NII: An empty garage for every tower!

What Should Be Done

This initiative went from being about 75% horrible, to 50-50. Maybe even 60-40. There's some good stuff, and some bad stuff, and I think the balance between the two presents an opportunity.

My opinion is that City Council should seize the opportunity by taking the reasonable aspects of this of this initiative and committing to adopt them voluntarily. They could and should do the following three things:

  • Eliminate spot zoning to the degree demanded by the initiative, or to some close approximation. It might be that there are some extreme cases for which city staff think a "spot zoned" general plan amendment would be justified, and those might be retained. Ideally, they would adopt policy as close as possible to that found in the initiative, because it's mostly pretty sensible.
  • Require regular updates of the General Plan and Community Plans. This includes committing to immediately hiring the staff required to actually make this happen.
  • Make an effort toward increasing transparency in the environmental review process. I really don't know if the language in the Neighborhood Integrity Initiative helps achieve this goal in any way, so it could be a good idea for the city to meet with NII representatives to see what they are trying to achieve and how it could best be accomplished.

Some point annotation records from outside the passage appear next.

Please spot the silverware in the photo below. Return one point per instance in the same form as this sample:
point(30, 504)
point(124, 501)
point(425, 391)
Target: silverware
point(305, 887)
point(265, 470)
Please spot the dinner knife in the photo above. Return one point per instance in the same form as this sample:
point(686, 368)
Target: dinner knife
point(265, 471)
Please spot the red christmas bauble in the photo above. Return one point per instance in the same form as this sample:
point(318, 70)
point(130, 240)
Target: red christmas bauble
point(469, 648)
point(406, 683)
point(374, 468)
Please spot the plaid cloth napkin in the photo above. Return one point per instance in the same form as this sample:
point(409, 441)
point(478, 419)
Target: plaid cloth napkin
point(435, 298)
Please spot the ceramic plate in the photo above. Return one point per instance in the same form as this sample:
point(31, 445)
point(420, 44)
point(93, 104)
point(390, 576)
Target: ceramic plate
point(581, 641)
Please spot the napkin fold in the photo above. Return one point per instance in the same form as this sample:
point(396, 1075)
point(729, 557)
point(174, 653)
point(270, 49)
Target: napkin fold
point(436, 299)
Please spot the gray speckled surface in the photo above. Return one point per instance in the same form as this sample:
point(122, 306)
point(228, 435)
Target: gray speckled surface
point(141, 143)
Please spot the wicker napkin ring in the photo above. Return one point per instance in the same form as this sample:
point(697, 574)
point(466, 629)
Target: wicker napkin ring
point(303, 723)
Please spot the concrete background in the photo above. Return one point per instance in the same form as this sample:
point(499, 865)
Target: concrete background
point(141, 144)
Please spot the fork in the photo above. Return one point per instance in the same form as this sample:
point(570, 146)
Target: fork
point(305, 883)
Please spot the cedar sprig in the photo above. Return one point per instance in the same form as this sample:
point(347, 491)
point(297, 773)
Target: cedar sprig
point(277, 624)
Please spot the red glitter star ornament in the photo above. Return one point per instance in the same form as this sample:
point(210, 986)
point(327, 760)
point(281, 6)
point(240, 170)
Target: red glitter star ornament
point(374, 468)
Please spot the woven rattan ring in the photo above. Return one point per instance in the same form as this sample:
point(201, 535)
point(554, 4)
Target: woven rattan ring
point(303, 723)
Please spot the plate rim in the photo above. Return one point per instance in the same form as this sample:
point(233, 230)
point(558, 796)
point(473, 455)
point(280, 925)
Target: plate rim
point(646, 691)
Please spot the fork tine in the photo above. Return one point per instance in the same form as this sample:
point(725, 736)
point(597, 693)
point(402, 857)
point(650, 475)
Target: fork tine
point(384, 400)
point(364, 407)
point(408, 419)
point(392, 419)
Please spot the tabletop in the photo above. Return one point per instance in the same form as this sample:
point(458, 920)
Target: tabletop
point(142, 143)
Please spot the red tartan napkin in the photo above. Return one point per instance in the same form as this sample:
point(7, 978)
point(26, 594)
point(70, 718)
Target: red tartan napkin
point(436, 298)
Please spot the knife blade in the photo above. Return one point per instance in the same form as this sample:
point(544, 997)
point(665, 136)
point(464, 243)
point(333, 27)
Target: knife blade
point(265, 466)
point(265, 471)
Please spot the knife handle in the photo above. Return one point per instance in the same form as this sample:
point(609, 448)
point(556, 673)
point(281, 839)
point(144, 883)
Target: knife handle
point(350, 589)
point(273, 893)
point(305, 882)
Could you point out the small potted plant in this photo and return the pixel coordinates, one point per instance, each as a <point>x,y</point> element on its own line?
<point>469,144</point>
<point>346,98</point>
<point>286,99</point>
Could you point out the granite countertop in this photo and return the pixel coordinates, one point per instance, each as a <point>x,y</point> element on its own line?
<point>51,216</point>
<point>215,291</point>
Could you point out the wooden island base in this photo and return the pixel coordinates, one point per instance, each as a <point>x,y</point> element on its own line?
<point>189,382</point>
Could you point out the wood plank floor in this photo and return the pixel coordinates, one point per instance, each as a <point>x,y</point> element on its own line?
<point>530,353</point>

There would also need to be something that holds the city to these commitments, and forces them to adopt the changes expediently. Transitional policy would be welcome because it would eliminate the need for a moratorium, which is really just the NII supporters using a hammer where a scalpel would be more appropriate.

If City Council adopts these changes, all that's left is the parking regulation. That part is purely bad policy and shouldn't be negotiated. 

After adopting these voluntary changes, I see one of two things happening. Either: 

  1. The initiative's backers are left with very little to rabble-rouse over and the law dies a silent death come March; or
  2. Both sides claim a moral victory and we can move on with our lives.

I would hope for everyone's sake that the latter would occur, and I think that—just maybe—this is the hoped-for end-game of the people behind the NII. If Council adopts the majority of these changes, the supporters can (rightly) claim that they've forced the city to make a positive change, and they can stop wasting money on gathering signatures, which they now have to restart anyway.

The rest of us, meanwhile, can be assured that Los Angeles will still have the flexibility to plan for a better future. As advocates for a Greater LA, I think this is the direction we should be pushing things in the coming months. Feel free to share your comments whether you agree or disagree, and if you think a different path is warranted, please share your own suggestion(s).